The EU-Turkey deal paves the way for the immediate return to Turkey of Syrian refugees arriving on the Greek islands, on the grounds that it is safe country of asylum. EU officials have expressed the hope that returns could start as soon as Monday 4 April. Amnesty suggests that it’s “highly likely” that Turkey has returned several thousand refugees to Syria in the last seven to nine weeks alone.
“If the agreement proceeds as planned, there is a very real risk that some of those the EU sends back to Turkey will suffer the same fate,” John Dalhuisen continued.
Researchers on the ground have uncovered shocking stories, including one case in which three young children were forced back into Syria without their parents, another forced return was of a eight months pregnant woman.

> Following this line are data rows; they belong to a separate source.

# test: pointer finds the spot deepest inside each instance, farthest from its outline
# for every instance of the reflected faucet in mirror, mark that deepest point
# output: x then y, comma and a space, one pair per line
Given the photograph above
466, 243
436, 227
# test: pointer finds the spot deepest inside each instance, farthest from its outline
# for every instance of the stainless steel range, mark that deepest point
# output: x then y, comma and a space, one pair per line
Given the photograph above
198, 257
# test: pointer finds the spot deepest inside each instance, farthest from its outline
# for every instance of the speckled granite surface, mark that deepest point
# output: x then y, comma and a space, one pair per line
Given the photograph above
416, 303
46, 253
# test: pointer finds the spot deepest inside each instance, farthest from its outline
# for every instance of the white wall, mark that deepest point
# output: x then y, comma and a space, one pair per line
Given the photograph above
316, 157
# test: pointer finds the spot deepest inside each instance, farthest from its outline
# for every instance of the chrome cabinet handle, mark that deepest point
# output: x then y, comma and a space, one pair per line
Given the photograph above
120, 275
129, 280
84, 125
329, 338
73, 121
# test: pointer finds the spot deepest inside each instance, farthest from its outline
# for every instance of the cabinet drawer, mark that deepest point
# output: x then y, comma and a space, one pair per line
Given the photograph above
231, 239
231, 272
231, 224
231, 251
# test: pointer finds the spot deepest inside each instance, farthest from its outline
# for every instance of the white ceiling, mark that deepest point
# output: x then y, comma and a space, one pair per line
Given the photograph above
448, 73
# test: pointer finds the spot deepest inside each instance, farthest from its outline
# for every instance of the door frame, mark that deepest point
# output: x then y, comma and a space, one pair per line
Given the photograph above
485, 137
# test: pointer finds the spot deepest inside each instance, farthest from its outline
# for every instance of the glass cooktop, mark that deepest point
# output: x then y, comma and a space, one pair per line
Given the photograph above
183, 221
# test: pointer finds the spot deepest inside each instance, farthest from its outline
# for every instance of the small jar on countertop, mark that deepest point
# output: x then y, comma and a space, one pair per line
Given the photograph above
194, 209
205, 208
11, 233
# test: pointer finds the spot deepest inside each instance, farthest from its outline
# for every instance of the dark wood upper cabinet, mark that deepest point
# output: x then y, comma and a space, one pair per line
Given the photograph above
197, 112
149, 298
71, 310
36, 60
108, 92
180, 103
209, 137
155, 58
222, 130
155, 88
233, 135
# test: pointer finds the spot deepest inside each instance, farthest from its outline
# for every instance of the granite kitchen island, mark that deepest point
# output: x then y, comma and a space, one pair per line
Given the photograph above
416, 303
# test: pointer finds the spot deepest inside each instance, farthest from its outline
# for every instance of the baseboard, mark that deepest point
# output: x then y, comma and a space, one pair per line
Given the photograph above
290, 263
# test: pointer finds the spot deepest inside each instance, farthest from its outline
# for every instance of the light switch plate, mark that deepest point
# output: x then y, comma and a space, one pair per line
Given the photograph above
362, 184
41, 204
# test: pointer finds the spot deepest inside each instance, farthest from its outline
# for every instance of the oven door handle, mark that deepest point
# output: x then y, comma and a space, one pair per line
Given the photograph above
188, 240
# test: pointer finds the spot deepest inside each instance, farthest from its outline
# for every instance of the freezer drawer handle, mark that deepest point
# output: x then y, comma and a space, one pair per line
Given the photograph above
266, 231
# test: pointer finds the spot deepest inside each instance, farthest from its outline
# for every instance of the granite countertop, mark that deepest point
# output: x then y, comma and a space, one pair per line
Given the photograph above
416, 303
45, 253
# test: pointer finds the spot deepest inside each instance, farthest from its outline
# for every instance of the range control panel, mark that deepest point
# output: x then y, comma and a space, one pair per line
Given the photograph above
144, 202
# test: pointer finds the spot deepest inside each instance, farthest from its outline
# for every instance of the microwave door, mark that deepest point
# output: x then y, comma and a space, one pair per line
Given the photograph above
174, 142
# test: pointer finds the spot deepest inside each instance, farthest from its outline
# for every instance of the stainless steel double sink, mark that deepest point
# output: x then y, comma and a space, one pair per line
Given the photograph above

“We’ve heard that 150 people have been sent back in the last 24 hours”, Gardner explained, having just returned from the border. “Another 500 people were sent back earlier this week, including a mother, forced to leave her breastfeeding child in Turkey.”

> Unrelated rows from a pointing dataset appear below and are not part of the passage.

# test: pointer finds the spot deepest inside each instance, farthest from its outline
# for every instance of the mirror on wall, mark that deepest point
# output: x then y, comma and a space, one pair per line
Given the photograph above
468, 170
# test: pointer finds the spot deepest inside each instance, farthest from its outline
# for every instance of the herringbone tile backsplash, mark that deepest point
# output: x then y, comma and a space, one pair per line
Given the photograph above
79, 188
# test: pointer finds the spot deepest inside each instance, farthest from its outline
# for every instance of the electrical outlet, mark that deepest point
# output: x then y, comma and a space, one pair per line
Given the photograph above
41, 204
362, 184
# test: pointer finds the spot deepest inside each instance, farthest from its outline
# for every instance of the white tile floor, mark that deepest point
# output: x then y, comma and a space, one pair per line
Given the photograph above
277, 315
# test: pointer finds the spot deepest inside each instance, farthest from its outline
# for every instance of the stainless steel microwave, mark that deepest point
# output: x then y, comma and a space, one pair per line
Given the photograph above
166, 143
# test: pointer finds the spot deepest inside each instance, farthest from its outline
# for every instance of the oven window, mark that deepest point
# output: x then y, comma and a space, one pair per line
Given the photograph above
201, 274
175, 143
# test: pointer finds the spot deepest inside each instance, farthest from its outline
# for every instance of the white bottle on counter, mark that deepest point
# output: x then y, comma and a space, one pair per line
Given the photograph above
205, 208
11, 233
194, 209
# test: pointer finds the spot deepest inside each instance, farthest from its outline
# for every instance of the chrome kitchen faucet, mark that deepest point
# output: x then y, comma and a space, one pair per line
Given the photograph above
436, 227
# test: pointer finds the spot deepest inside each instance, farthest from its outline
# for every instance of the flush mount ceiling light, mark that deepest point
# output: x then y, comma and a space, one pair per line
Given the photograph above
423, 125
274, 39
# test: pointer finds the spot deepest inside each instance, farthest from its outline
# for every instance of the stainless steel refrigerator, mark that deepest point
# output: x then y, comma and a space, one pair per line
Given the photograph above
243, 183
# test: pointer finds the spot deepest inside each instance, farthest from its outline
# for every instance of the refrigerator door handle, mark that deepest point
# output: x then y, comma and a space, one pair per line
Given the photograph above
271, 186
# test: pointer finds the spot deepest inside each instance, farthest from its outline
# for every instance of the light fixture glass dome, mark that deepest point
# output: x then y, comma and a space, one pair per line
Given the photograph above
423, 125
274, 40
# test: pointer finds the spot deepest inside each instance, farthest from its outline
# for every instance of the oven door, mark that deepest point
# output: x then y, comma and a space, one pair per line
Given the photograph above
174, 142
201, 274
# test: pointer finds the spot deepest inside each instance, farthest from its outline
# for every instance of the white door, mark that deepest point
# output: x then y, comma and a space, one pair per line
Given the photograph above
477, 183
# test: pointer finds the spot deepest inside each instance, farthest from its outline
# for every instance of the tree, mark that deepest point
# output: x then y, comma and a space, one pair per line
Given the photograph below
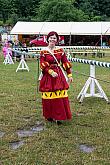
56, 10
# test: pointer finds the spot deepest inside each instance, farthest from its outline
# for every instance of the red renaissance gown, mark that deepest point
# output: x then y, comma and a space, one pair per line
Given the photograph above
54, 89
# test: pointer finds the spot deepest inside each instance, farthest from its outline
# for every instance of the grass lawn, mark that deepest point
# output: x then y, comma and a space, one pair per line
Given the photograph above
83, 141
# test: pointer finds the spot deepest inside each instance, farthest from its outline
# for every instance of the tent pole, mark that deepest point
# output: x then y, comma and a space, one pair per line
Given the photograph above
70, 40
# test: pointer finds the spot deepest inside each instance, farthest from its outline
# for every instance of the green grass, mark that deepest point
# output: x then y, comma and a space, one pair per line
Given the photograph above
56, 145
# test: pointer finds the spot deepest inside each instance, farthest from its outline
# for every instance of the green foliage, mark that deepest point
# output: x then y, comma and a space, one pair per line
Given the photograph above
20, 108
45, 10
59, 11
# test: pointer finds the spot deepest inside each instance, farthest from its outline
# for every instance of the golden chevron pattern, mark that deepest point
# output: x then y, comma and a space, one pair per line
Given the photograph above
54, 95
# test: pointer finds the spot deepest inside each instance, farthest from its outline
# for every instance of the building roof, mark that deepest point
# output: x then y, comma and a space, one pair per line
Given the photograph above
62, 28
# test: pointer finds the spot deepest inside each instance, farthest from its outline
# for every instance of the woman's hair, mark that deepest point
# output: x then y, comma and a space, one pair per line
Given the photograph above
51, 34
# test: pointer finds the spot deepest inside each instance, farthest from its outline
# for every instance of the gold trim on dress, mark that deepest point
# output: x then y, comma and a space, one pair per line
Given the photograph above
54, 95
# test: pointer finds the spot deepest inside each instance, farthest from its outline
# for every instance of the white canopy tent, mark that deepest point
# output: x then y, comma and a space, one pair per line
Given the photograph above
62, 28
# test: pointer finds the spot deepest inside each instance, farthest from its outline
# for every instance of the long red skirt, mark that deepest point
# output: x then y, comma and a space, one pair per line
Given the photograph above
58, 108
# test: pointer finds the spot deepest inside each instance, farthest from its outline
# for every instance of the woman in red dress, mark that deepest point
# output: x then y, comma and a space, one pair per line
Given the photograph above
53, 84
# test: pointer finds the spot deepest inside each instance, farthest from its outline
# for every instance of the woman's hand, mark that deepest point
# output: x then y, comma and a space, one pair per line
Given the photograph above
54, 74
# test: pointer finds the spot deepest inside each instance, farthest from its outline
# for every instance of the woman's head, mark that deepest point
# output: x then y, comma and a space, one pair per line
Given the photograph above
52, 36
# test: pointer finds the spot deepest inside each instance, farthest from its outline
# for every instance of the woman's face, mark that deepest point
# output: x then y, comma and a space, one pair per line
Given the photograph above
52, 40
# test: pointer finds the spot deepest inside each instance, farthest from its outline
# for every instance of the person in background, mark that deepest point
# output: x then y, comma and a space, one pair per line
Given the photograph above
53, 84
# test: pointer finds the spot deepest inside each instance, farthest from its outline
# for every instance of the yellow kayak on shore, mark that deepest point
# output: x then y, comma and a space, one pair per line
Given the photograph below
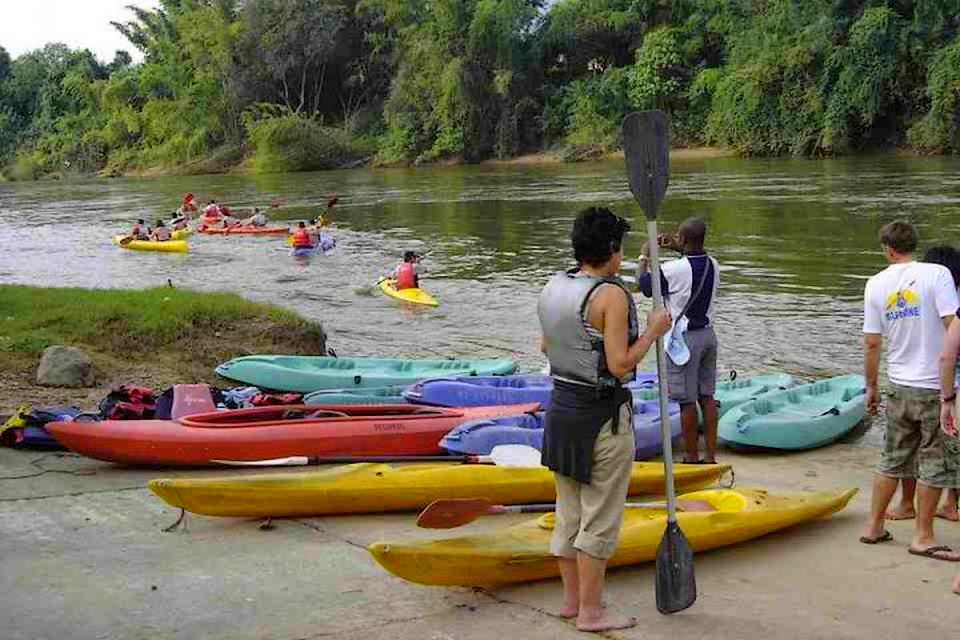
381, 488
170, 246
416, 296
522, 553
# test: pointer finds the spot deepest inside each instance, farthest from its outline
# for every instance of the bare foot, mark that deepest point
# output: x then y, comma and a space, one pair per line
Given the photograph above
901, 513
604, 621
948, 514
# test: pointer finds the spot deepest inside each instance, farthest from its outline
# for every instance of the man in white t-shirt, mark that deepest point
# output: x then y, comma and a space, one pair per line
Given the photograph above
690, 286
910, 304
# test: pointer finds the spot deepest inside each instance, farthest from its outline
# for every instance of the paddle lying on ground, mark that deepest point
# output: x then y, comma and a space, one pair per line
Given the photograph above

“These are appalling cases.”
Amnesty’s recent research also shows that the Turkish authorities have scaled back the registration of Syrian refugees in the southern border provinces – meaning access to basic services is unavailable.According to Syrian refugees in the border province of Hatay, some people attempting to register have been detained and forced back into Syria, together with refugees found without their registration documents.
There are currently around 200,000 displaced people within 20km of Turkey’s border. According to humanitarian aid groups as well as camp residents, conditions in camps close to the border are abysmal, without clean water or sanitation. Andrew Gardner explained to Huck that despite multiple attempts, Turkish officials have continually refused to meet with Amnesty.

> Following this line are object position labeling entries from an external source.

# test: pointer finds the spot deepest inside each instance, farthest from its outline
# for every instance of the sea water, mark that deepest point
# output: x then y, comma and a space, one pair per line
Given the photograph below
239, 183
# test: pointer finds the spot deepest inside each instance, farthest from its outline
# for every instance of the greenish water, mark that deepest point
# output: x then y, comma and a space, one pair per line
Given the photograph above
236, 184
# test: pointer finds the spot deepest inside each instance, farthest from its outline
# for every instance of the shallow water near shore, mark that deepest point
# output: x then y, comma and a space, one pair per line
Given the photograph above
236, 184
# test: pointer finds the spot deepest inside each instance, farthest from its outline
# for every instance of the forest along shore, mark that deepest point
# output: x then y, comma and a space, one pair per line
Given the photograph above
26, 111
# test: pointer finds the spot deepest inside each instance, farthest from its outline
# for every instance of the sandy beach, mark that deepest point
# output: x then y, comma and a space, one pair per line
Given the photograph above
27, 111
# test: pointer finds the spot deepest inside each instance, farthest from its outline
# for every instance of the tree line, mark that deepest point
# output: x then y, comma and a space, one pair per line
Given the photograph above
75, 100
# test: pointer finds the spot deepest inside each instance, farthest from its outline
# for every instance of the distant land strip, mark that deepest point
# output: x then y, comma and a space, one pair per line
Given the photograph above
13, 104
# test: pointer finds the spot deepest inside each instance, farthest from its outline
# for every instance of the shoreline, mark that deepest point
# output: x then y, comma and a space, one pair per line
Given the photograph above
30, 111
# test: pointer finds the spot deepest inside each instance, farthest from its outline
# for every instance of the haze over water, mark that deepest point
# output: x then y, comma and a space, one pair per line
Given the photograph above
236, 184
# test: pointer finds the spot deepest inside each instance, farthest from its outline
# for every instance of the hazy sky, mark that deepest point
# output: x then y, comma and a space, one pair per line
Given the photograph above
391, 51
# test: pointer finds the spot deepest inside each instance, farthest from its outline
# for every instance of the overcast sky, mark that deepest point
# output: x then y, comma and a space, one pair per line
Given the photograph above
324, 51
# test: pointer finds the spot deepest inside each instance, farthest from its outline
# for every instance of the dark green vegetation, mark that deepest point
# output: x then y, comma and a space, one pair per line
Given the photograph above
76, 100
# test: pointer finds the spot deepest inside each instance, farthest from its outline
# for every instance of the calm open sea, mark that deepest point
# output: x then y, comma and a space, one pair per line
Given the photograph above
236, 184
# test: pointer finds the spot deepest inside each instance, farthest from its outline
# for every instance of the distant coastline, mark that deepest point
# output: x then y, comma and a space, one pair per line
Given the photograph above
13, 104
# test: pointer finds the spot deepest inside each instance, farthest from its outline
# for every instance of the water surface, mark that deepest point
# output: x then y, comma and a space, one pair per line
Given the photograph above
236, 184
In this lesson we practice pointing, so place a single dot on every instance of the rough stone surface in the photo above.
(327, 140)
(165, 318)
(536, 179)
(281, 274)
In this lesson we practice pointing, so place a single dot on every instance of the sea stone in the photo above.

“When we released a report in December that showed these forced returns were taking place, the Turkish authorities denied it was happening.”
“It’s clear that Turkey isn’t safe for refugees to go back to”, continued Gardner. “It’s becoming increasingly unsafe. The implementation of this illegal deal can’t go ahead in these circumstances – it would be completely immoral.”
Huck has approached the European Commission for comment.